На высоком уровне вел свои занятия француз Жозеф Курнан. Младший товарищ Достоевского по Инженерному училищу И. М. Сеченов воздал высокую хвалу этому отличному лектору. Восторженные отзывы в юношеских письмах Достоевского о Расине и Корнеле, о Ронсаре и Малербе восходят к урокам и учебникам этого тонкого словесника. Свой курс он доводил и до современных писателей: Бальзака, Гюго, Жорж Санд, Эжена Сю, — рано ставших любимцами его даровитого слушателя.

«Красивым» и увлекательным считался курс истории архитектуры — настоящая школа больших стилей пластических искусств, навсегда привившая Достоевскому любовь к зодчеству и тонкое понимание его законов. В произведениях и письмах писателя разбросаны глубокие замечания о зданиях, их «физиономии» и характере. Он собирал снимки с мировых шедевров строительного искусства, а рукописи свои испещрял зарисовками готических башен.

Мало общавшийся с массой воспитанников и предпочитавший, как и впоследствии в жизни, уединение и замкнутость, Достоевский все же понемногу создает вокруг себя небольшой кружок друзей. Это Алексей Бекетов, брат знаменитых впоследствии ученых-естественников, с которыми Достоевский сблизится по окончании училища. Это художник К. Трутовский, автор одухотворенного портрета юноши Достоевского, впоследствии известный жанрист, иллюстратор Пушкина, Гоголя и Шевченко. Эго, наконец, будущий автор «Антона-Горемыки» Д. В. Григорович, вскоре оставивший военную школу для Академии художеств.

Но настоящим духовным событием были для юного Достоевского встречи, беседы и споры с Иваном Николаевичем Шидловским, с которым московский штаб-лекарь и его сыновья познакомились по приезде в Петербург в приютившей их гостинице.

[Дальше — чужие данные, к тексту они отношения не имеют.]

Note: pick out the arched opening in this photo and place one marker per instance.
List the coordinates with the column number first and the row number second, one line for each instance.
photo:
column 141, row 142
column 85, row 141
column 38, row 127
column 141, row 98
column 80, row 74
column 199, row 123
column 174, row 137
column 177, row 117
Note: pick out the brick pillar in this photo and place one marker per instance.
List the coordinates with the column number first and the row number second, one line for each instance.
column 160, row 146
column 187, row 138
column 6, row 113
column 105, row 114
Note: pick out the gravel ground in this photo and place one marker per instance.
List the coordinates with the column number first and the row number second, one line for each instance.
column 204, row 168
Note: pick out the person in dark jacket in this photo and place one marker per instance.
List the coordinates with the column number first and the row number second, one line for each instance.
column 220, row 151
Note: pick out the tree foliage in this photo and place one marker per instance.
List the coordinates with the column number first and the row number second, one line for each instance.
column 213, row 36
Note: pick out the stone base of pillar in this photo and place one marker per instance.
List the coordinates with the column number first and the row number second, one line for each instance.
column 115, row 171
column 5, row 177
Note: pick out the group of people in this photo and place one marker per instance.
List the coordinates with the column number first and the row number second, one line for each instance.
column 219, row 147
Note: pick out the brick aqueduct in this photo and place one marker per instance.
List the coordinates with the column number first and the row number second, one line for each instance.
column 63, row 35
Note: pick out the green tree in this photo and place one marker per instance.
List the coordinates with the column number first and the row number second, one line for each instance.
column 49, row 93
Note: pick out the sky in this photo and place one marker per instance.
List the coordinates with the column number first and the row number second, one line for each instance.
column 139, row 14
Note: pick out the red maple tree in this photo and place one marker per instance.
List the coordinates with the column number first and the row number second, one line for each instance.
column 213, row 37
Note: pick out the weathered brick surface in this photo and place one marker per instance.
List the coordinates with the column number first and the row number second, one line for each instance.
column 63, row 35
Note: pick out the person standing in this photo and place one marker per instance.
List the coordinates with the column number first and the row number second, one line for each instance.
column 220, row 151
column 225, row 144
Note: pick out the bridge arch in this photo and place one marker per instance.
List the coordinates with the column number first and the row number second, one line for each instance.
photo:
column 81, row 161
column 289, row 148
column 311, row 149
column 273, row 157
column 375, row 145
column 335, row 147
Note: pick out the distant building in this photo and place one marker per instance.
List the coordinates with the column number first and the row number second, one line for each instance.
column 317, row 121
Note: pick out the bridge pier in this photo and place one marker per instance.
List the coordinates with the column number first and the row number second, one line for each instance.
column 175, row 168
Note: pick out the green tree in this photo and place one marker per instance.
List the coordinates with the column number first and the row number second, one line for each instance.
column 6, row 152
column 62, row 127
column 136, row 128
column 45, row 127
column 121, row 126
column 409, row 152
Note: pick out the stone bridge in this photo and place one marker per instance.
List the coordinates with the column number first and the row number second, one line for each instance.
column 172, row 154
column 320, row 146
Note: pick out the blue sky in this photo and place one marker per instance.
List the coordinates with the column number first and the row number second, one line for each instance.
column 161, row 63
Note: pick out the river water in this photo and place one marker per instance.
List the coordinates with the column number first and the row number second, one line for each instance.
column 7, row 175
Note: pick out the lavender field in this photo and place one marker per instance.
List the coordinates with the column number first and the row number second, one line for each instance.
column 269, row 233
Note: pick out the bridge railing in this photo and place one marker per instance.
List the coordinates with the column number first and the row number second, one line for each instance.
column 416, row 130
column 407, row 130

Этот молодой литератор открывает серию друзей-философов Достоевского, которые своими беседами стимулировали рост его замыслов и развитие его воззрений.

Первый из этой плеяды друзей Достоевского был старше его на пять лет, успел уже окончить университет, служил в одном из министерств, писал стихи, считался выдающимся декламатором и оратором.

Уже в письмах Достоевского о Шидловском выступает характерный образ молодого стихотворца 30-х годов. В духе романтической эпохи стилизуется его портрет:

«Взглянуть на него: это мученик! Он иссох; щеки впали; влажные глаза его были сухи и пламенны. Духовная красота его лица возвысилась с упадком физической…»

В таком же характерном стиле трактуется и участь этого нового Вертера:

«Он страдал! тяжко страдал! Боже мой, как любит он какую-то девушку (Marie, кажется). Она же вышла за кого-то замуж. Без этой любви он не был бы чистым, возвышенным, бескорыстным жрецом поэзии».